I've heard the correct answer is supposed to be to come up with or identify some problem the customer has and explain why the pen is just the thing that will resolve it
something like that anyway
Using fake honesty as an excuse for saying stupid shit is moronic >you told the girl to get in your van or you would gut her from c**t to sternum? >but officer, at least I was being honest! I was doing everybody a noble favor!
9 months ago
Anonymous
Fake honesty? The guy said you could use a pen as a weapon. How is that in any way fake? He’s 100% right, honesty is better for literally everyone involved other than maybe the person being honest as he might’ve been able to get a better outcome by lying. The interviewers got a better read of him from an honest statement and made their decision accordingly
Ok but how do I sell him the pen if he's already holding it?

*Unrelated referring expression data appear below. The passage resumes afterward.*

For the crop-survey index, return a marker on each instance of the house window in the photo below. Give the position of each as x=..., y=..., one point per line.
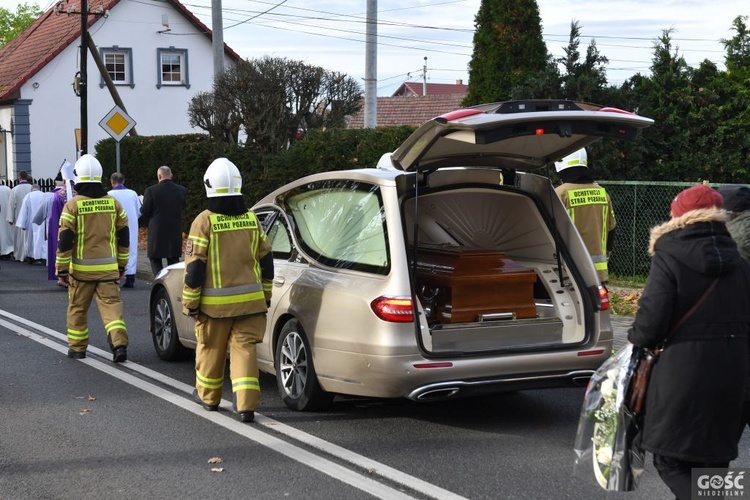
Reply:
x=118, y=62
x=173, y=67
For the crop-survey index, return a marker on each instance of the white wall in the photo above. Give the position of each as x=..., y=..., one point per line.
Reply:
x=55, y=109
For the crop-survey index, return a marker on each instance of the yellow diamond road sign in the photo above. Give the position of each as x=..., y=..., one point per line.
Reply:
x=117, y=123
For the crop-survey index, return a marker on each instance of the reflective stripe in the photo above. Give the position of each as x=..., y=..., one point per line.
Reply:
x=587, y=196
x=91, y=265
x=96, y=205
x=233, y=290
x=221, y=223
x=245, y=384
x=102, y=260
x=209, y=383
x=78, y=334
x=197, y=240
x=605, y=214
x=232, y=299
x=215, y=263
x=117, y=324
x=96, y=268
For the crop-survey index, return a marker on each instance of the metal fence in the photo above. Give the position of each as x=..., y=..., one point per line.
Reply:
x=638, y=207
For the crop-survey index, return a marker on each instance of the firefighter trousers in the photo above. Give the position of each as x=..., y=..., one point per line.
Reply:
x=80, y=294
x=239, y=335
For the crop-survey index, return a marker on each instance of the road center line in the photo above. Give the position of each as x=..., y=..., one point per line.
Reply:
x=303, y=456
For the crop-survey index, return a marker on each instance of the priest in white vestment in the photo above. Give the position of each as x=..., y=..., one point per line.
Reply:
x=34, y=235
x=131, y=203
x=6, y=230
x=14, y=209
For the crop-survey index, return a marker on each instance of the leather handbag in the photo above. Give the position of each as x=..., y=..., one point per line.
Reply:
x=648, y=357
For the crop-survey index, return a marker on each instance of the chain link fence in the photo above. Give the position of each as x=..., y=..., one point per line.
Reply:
x=638, y=207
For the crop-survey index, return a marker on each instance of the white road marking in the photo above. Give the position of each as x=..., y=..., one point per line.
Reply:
x=303, y=456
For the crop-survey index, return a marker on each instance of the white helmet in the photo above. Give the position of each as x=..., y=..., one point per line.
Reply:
x=222, y=178
x=577, y=159
x=87, y=169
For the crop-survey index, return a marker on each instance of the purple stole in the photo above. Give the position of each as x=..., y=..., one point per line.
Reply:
x=58, y=202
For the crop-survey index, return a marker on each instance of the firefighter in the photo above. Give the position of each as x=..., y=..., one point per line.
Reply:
x=92, y=251
x=227, y=290
x=589, y=207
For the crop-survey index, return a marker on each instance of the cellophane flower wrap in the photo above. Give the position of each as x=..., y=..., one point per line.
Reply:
x=606, y=429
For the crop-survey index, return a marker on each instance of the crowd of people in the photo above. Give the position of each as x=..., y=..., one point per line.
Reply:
x=88, y=238
x=32, y=219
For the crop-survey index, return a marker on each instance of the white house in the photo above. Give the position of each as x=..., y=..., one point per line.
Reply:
x=158, y=54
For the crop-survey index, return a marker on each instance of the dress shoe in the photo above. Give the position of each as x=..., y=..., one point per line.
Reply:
x=205, y=406
x=120, y=354
x=76, y=354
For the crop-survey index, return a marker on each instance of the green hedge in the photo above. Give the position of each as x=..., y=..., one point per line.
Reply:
x=189, y=155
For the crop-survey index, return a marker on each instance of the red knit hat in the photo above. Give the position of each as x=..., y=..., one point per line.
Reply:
x=694, y=198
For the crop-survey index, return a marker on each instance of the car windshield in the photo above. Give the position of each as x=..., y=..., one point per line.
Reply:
x=340, y=224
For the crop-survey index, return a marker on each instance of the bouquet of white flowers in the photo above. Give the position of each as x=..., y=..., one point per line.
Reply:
x=606, y=428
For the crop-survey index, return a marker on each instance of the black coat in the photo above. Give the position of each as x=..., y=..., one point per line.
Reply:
x=695, y=395
x=163, y=204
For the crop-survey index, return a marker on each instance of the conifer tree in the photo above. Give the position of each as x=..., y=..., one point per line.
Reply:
x=508, y=50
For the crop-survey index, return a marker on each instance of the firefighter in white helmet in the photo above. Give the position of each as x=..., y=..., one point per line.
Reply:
x=92, y=251
x=227, y=290
x=589, y=207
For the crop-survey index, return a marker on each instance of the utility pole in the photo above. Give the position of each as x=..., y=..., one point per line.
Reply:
x=84, y=78
x=371, y=65
x=218, y=36
x=82, y=87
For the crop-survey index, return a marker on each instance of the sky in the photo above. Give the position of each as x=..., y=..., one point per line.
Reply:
x=434, y=37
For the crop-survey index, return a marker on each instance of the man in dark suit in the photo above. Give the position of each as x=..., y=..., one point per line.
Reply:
x=163, y=204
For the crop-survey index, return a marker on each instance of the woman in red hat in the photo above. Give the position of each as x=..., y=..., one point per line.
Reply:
x=699, y=285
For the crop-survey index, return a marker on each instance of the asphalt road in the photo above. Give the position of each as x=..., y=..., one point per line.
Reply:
x=91, y=429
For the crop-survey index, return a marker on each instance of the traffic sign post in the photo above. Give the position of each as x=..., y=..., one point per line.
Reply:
x=117, y=124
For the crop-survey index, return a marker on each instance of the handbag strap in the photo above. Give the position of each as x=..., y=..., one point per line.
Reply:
x=687, y=315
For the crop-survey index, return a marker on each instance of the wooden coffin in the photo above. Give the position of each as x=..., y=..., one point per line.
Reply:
x=468, y=285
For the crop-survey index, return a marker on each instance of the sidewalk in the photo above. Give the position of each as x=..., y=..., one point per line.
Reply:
x=620, y=324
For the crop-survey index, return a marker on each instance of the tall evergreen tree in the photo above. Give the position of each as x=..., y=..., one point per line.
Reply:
x=738, y=47
x=584, y=80
x=508, y=50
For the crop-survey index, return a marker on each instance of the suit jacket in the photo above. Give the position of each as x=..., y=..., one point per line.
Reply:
x=163, y=204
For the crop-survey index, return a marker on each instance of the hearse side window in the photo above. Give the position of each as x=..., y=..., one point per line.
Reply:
x=341, y=224
x=277, y=234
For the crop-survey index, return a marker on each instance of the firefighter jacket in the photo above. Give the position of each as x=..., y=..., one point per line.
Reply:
x=228, y=266
x=93, y=239
x=590, y=209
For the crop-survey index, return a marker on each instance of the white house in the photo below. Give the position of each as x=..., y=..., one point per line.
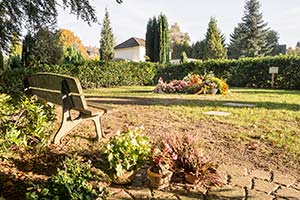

I'm no longer in a position to sell him the pen. I can only sell him the option to use the pen, by utilizing the legal system to prevent him from using the pen without buying a license from me. At that point I wouldn't actually need to sell him anything and would only continue doing so out of some Orwellian inner-party group sollipsism that the Deal is more important than wealth or power or profit or anything else.
>What kind of pen are you looking for?
help them fit their needs. If they say they don't want a pen you give them your card and say to give you a call when they do.
Predatory salesmanship shoving shit down people's throat is exactly the kind of israelitery people hate about salesmen. You might get a sell but they'll hate you and never repeat business so it's bad in the long run.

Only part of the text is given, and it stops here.